When we create New Year’s resolutions we often are trying to change a bad habit. A better way to approach change is to think about what you want to create for yourself — like a bucket list. In that frame of mind, your thinking becomes more positive.
“Most people don’t change instantly for the better, just as they did not become overweight or develop other health problems overnight,” said Lisa Bankard, Wellness and Community Education director at Yampa Valley Medical Center.
“It’s all about motivation and desire,” Bankard said. “What can you do today that will move you toward what you want?
“Make your immediate goal achievable by breaking it into little steps that you can accomplish. Frame your goal in specific, positive, measurable terms, such as ‘I will eat fruit with every meal,’ or ‘I will get some exercise for 20 minutes every day.’”
Changes take time
“Some people can go cold turkey to change a habit,” Bankard said, “but most of us need time to practice the new behavior for at least 21 consecutive days.”

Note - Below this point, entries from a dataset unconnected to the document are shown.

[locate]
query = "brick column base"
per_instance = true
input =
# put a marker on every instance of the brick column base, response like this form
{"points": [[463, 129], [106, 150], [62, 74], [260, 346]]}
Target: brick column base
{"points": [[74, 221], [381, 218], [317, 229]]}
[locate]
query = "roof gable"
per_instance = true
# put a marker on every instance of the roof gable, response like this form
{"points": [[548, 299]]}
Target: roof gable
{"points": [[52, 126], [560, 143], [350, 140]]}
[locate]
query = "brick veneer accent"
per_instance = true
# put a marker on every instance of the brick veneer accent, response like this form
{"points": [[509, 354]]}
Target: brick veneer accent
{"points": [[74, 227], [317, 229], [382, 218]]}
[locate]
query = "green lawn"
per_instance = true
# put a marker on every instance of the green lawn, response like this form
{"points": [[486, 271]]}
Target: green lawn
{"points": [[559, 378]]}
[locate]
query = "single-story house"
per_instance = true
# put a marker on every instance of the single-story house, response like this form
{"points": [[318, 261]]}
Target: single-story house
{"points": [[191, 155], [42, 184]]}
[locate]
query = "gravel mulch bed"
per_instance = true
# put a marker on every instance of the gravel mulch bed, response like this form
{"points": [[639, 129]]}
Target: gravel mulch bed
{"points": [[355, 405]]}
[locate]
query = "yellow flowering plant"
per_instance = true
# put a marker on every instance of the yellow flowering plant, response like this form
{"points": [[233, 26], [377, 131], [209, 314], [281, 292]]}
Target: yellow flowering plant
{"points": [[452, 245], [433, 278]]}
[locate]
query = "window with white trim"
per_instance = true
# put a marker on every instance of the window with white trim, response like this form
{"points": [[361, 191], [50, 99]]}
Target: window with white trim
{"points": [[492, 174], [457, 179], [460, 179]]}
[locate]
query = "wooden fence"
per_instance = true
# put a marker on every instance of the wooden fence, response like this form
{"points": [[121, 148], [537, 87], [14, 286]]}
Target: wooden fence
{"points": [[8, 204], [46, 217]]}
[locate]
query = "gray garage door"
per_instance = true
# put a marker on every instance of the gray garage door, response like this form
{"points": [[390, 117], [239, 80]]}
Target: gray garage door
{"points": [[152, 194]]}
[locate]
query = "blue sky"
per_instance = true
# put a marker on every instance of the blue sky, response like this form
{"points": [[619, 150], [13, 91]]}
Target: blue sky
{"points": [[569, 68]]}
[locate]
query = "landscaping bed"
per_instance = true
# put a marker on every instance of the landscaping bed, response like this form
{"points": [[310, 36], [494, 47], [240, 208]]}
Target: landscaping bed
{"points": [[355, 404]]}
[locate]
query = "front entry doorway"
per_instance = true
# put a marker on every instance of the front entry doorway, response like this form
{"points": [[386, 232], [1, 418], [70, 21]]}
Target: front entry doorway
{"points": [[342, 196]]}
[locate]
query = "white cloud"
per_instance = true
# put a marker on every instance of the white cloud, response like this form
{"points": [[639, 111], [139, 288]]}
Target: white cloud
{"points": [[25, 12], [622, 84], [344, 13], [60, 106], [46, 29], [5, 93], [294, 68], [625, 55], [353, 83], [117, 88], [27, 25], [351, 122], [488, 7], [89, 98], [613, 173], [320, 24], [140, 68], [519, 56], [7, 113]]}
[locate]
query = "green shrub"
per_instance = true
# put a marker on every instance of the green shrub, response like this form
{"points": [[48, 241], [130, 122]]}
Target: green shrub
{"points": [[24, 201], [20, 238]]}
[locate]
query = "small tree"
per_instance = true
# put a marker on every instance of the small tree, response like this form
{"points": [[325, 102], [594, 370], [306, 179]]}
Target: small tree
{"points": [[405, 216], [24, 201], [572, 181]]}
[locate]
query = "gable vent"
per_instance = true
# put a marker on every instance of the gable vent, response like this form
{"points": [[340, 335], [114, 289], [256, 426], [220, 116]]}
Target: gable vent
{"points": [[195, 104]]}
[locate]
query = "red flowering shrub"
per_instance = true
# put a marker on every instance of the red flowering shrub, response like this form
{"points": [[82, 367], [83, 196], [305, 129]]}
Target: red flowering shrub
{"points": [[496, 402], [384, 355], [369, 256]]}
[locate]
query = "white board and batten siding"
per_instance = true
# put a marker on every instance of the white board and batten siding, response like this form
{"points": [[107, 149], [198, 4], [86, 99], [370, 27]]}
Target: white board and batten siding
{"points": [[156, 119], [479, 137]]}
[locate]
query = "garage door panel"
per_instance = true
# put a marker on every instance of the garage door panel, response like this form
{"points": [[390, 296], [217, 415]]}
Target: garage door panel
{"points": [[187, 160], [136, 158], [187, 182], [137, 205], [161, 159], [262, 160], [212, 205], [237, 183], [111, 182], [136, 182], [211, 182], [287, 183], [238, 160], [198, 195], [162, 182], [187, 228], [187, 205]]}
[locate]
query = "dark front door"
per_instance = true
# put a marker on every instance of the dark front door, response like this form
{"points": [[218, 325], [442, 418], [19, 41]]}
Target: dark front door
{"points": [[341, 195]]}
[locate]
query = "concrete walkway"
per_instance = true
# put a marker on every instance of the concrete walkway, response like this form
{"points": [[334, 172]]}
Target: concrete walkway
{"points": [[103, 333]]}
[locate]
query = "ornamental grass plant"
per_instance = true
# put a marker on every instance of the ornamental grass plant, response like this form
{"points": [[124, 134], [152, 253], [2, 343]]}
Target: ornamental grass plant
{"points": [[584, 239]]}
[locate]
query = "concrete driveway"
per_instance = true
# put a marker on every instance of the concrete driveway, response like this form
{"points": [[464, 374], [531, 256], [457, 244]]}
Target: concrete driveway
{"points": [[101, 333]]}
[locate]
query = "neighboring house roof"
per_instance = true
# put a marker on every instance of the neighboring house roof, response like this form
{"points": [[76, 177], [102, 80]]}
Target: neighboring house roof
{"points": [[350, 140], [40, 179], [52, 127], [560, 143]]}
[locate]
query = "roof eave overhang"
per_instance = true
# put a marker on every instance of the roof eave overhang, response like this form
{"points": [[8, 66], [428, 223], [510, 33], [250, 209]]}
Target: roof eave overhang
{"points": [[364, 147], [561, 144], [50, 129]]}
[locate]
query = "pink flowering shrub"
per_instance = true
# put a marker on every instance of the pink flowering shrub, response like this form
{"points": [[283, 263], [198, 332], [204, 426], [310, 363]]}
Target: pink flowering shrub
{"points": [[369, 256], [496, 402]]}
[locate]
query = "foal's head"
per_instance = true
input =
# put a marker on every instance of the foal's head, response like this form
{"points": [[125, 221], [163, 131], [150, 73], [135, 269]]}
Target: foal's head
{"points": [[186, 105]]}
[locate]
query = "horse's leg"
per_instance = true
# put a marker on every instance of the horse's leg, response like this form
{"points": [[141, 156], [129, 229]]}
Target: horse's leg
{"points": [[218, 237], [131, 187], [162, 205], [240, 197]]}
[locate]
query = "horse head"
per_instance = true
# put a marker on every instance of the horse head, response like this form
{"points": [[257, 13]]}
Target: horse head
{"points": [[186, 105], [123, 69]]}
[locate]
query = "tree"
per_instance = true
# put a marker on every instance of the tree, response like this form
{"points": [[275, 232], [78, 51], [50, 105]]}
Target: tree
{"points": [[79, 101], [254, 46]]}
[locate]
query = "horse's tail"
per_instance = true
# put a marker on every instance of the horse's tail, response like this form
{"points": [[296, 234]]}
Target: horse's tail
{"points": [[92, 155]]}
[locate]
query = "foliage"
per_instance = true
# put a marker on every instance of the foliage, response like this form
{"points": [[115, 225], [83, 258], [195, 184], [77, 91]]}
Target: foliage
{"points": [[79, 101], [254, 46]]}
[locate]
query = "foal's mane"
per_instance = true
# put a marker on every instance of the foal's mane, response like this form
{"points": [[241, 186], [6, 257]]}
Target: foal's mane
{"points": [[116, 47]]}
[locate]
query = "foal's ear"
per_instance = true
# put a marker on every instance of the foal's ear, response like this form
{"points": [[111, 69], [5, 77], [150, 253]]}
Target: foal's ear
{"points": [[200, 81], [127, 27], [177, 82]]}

According to Bankard, positive change is not about depriving yourself; it’s more about having a very clear, detailed picture of what you want.
Write it down
What small actions do you think will make a difference in your life during the coming year? Take a few minutes before 2013 arrives and list the new experiences or achievements you want to enjoy in the next 12 months.
What do you value most? How can you incorporate what’s most important to you into your everyday life? To be effective, your list should be:
■ Specific. If your goal is more travel, where and when do you want to travel?
■ Doable. Here is where dreams interface with life. What can you do right now to move toward what you want to accomplish or experience?
■ Measurable. What actions should you take toward your dreams today, this week and this month? Remember that all change involves work. Are you ready to do this? How will you hold yourself accountable? Consider checking in with friends who also are working on their goals whether that means tap dancing, novel writing, weight loss or a better score in their golf game.
■ Reality checked. If you’re aspiring to learn a new language, what method works with your schedule? Does taking a class work for you or listening to CDs in your car?
■ Enjoyable. Small steps, enjoyed for their own sake, make attaining a desirable goal all the more satisfying.
Life happens right now, and enjoying the process is the key to success.
“Don’t miss out on the greatest year of your life so far,” Bankard said. “Dream big, make it real by writing it down, and enjoy every step you take along the way.”